The Trial of Celia, A Slave: A Chronology
by Douglas O. Linder

The State Lunatic Asylum in Fulton, Missouri.  The asylum opened in 1851, four years before the Fulton became the site of Celia's murder trial.

Under the Missouri Compromise, Missouri is admitted to the Union as a slave state and the expansion of slavery in the Louisiana Territory is limited to states south of Missouri.
Sometime before the fall of 1822, the Robert Newsom family settles land on the Middle River in southern Callaway County, Missouri (about 9 miles south of Fulton).
Celia, age 14, arrives from neighboring Audrain County to become Robert Newsom's first female slave, joining five male slaves on his 800-acre farm....Callaway County's population is 13,827, including 9,895 whites. 

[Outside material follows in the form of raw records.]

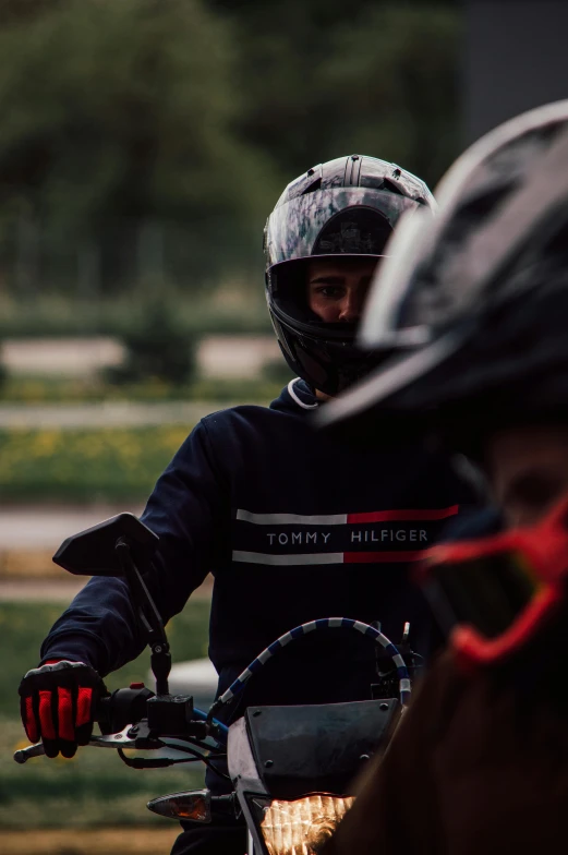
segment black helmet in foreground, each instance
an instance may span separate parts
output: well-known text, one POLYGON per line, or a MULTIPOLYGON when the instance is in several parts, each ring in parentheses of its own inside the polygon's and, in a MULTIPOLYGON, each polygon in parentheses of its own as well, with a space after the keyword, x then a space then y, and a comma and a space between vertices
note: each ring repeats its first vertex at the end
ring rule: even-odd
POLYGON ((486 423, 568 416, 568 100, 476 142, 436 195, 435 220, 397 230, 361 324, 365 347, 406 353, 321 426, 436 412, 470 450, 486 423))
POLYGON ((266 298, 286 361, 336 395, 377 364, 355 345, 355 324, 324 323, 307 304, 314 256, 384 256, 401 214, 434 207, 426 184, 396 164, 351 155, 309 169, 276 203, 265 228, 266 298))

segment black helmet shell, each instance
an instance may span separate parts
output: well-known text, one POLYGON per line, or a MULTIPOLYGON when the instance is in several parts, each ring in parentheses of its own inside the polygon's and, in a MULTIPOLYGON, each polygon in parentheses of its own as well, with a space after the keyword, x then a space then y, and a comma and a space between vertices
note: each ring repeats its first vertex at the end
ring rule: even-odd
POLYGON ((408 239, 408 253, 378 273, 362 324, 367 347, 422 345, 326 407, 321 424, 436 410, 455 441, 458 423, 466 435, 481 420, 568 412, 567 177, 568 100, 458 159, 412 248, 402 224, 392 243, 408 239))

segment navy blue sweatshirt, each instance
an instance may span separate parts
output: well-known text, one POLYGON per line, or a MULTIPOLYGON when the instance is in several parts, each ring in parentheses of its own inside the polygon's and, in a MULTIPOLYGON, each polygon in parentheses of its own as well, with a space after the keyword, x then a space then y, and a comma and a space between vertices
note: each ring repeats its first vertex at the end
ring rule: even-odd
MULTIPOLYGON (((271 641, 318 617, 380 621, 397 642, 411 623, 425 651, 431 617, 409 579, 421 551, 472 487, 442 454, 420 445, 376 450, 315 433, 317 402, 292 382, 269 408, 243 406, 203 419, 168 466, 143 521, 160 538, 149 588, 162 617, 215 577, 209 654, 220 690, 271 641)), ((325 405, 324 405, 325 406, 325 405)), ((370 697, 373 645, 359 634, 311 634, 255 676, 243 703, 370 697)), ((143 642, 125 585, 94 578, 51 629, 43 661, 81 660, 105 675, 143 642)))

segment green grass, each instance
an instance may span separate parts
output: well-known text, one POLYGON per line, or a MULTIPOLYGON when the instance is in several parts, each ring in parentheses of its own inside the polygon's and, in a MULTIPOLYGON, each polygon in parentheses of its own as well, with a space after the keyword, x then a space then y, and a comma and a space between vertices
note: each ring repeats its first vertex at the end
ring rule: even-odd
MULTIPOLYGON (((173 661, 206 654, 208 603, 190 601, 168 627, 173 661)), ((0 828, 160 824, 145 808, 148 798, 201 786, 201 764, 167 770, 134 770, 111 750, 83 748, 72 760, 45 757, 17 766, 16 747, 27 743, 19 719, 17 686, 37 663, 39 645, 61 613, 58 605, 0 604, 4 655, 0 671, 0 828)), ((145 679, 149 653, 109 675, 109 689, 145 679)))
POLYGON ((192 426, 0 431, 2 499, 141 501, 192 426))

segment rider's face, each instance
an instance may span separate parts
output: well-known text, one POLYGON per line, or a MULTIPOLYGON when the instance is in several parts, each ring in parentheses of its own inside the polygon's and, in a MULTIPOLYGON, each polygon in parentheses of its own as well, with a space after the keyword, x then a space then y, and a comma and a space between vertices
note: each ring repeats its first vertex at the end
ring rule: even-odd
POLYGON ((568 426, 499 431, 488 441, 487 462, 508 527, 537 522, 568 492, 568 426))
POLYGON ((376 258, 313 258, 307 267, 307 302, 326 324, 361 317, 376 258))

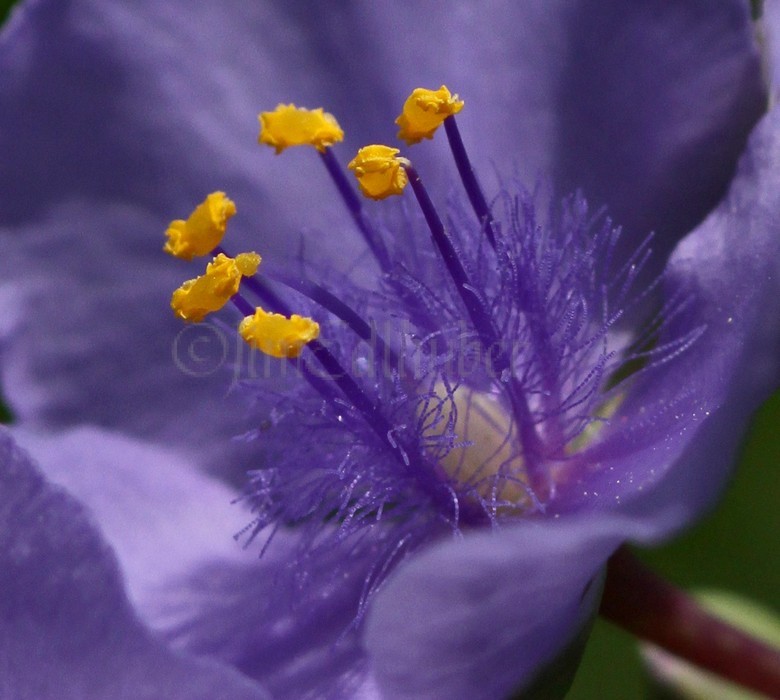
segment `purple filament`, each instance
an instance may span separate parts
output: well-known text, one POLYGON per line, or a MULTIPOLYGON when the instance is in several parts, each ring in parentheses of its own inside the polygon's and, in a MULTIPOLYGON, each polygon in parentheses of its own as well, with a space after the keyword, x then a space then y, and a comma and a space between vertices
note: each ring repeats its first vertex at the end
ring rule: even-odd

Robert Newsom, age 60, rapes Celia in 1850 and continues to demand sexual relations from his slave girl over the course of the next five years.  Celia gives birth to two children, almost certainly fathered by Newsom.  Her main duty on the farm seems to be that of cook....Sometime before 1855, Celia enters into a romantic relationship with George, another one of Newsom's slaves.
1855, Winter
Celia becomes pregant again, either carrying the child of Newsom or George, her lover.  George demands the Celia stop having sex with Newsom.
June 23, 1855
Newsom, having rejected Celia's plea that he stop having sex with her, tells Celia "he was coming to her cabin that night." At about 10 p.m., Newsom leaves his house and walks the fifty yards over to Celia's cabin.  When Newsom advances toward Celia, she strikes him on the head with a large stick.  He falls from the blow and Celia hits him on the head on second time, killing him.  She places Newsom's body in her fireplace and lights a fire. 
June 24, 1855
Celia asks Coffee Waynescot, Newsom's 12-year-old grandson, to spread ashes from the previous night's fire along a path to the stable....The Newsom family, concerned about Newsom's disappearance, begins an investigation.  William Powell, leader of the search party, questions George, who tells him "it is not worth while to hunt for him except around the house."  George tells Powell "he believed the last walking [Newsom] had done was along the path" leading to Celia's cabin.  Powell and others search Celia's cabin, but find nothing.  Confronting Celia, she initially admits that Newsom came to her cabin seeking sex, but claims that after she struck him he left.  After more intense questioning, she confesses.
June 25, 1855
Celia is arrested.  Two justices of the peace conduct an inquest into Newsom's murder.  At the inquest, William Powell, Coffee Waynescoat, and Celia provide sworn statements concerning the murder.  A six-person inquest jury finds probable cause to charge Celia with the murder of Robert Newsom.
Summer of 1855
The slavery question heats up in Missouri and Kansas as pro-slavery and anti-slavery forces clash in each state.
October 6, 1855
John Brown arrives in Kansas to join his sons in the battle for a slave-free Kansas.
October 9, 1855
The trial of Celia opens in the Callaway County Courthouse in Fulton in the courtroom of Judge William Hall.  A twelve-person, all-white, all-male jury is chosen.
October 10, 1855
Witnesses present testimony in the trial of Celia.  The defense presents evidence that the murder was committed in self-defense.  Judge Hall denies the defense's request to instruct the jury that the killing was justifiable if done to prevent a sexual assault.  The jury returns a verdict of guilty.
October 11, 1855
Defense lawyers move to set aside the jury verdict and grant a new trial.
October 13, 1855
Judge Hall denies the motion for a new trial and sentences Celia to be "hanged by the neck until dead" on November 16.  Judge Hall refuses to issue an order staying execution until Celia's appeal could be heard by the Missouri Supreme Court.
November 11, 1855
On the night of November 11, five days before her scheduled execution (and with no decision yet made on her appeal to the Missouri Supreme Court), Celia escapes from the Callaway County jail.
Late November 1855
Celia is "returned" to jail, probably by the people who aided in her escape.  A new date, December 21, is set for her execution.
December 6, 1855
Defense lawyers for Celia write a letter to Judge Abiel Leonard, a newly elected member of the Missouri Supreme Court, arguing that the refusal of Judge Hall to give certain requested instructions constituted reversible error in Celia's case.
December 14, 1855
As slavery issues dominate the headlines in both Missouri and Kansas (where a full-scale civil war threatens to erupt), the Missouri Supreme Court considers and rejects Celia's appeal.
December 20, 1855
Celia is questioned in her cell and again claims that she alone was responsible for Newsom's death.   She tells her interrogators "as soon as I struck him the Devil got into me, and I struck him with a stick until he was dead."
December 21, 1855
At 2:30 P.M., Celia is hanged in Fulton, Missouri.